BPA exposures from new, unexpected sources As reported by the Journal Sentinel, "The research indicates for the first time that people are either constantly being bombarded with bisphenol A from non-food sources, such as receipts and plastic water piping, or they are storing the chemical in fat cells, unable to get rid of it as quickly as scientists have believed." The reference to receipts is fascinating - it is a little known fact that ordinary shopping receipts contain high levels of BPA, which smears on fingers and may end up being ingested or transferred into the body through the skin.

BPA contaminates much more than your body An estimated 6 billion pounds of BPA are produced globally annually, generating about $6 billion in sales. In addition to food containers, BPA is an additive in many other consumer products, some like plastic water pipes and municipal water storage tanks may also leach BPA directly into the drinking water. Let us also consider the other side of BPA lifecycle: What happens to those 6 billion pounds every year once they are released into the environment? They do not just disappear; on the contrary, BPA accumulates in the freshwater and marine environment, where it could damage wildlife reproduction. In 2007, an interdisciplinary team of scientists from seven different research institutions, found aquatic animals and aquatic ecosystems to be at great risk for BPA-caused endocrine disruption.

Water pollution with BPA is not just a risk to wildlife, as demonstrated by another research finding, this time from the U.S. Geological Survey (USGS). Tucked away among long data tables of a recent USGS report is a startling observation that BPA is 1 of the 5 most frequently detected chemical contaminants in groundwater sites analyzed by USGS. 30% of the samples tested by USGS scientists contained BPA. In many communities nationwide, groundwater is the main source of drinking water, and people in some communities might be continuously exposed to BPA simply from the water they drink. Water utilities have not been testing tap water for potential BPA contamination so we don't know how many people may be ingesting BPA with tap water. But just think about it: with 6 billion pounds of BPA produced every year, the purity of our water supplies may very well be at risk.

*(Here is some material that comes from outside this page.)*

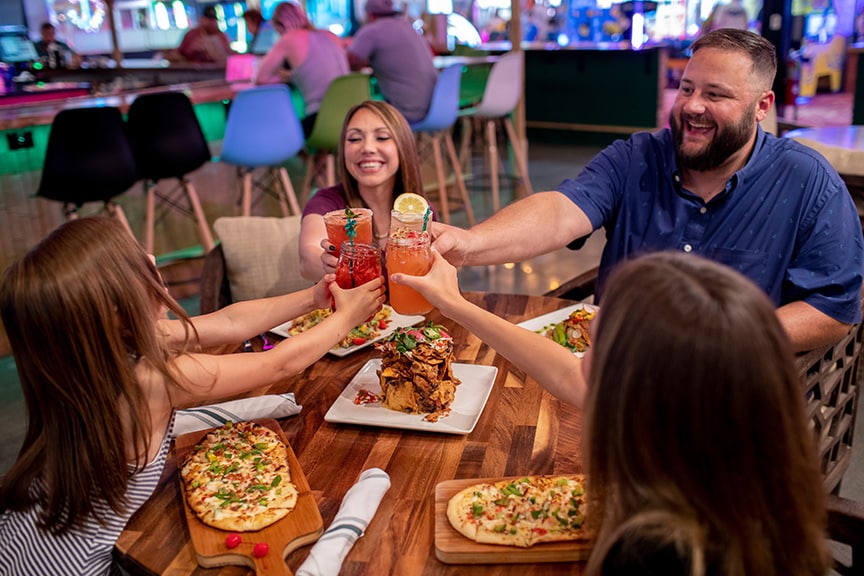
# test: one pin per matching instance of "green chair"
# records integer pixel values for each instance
(343, 93)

BPA is just one reason we need a new federal chemical policy The BPA debacle highlights the importance of looking before we leap, especially with respect to toxic chemicals. We need a watchful federal policy so that manufacturers would have to demonstrate the safety of their products before they are put on the market. This is why EWG supports the Kid-Safe Chemicals Act that would require that industrial chemicals be safe for infants, kids and other vulnerable groups. The old system of allowing chemicals on the market with minimal review is clearly broken and must be replaced with a new approach that would put human and environmental health ahead of manufacturers' profits.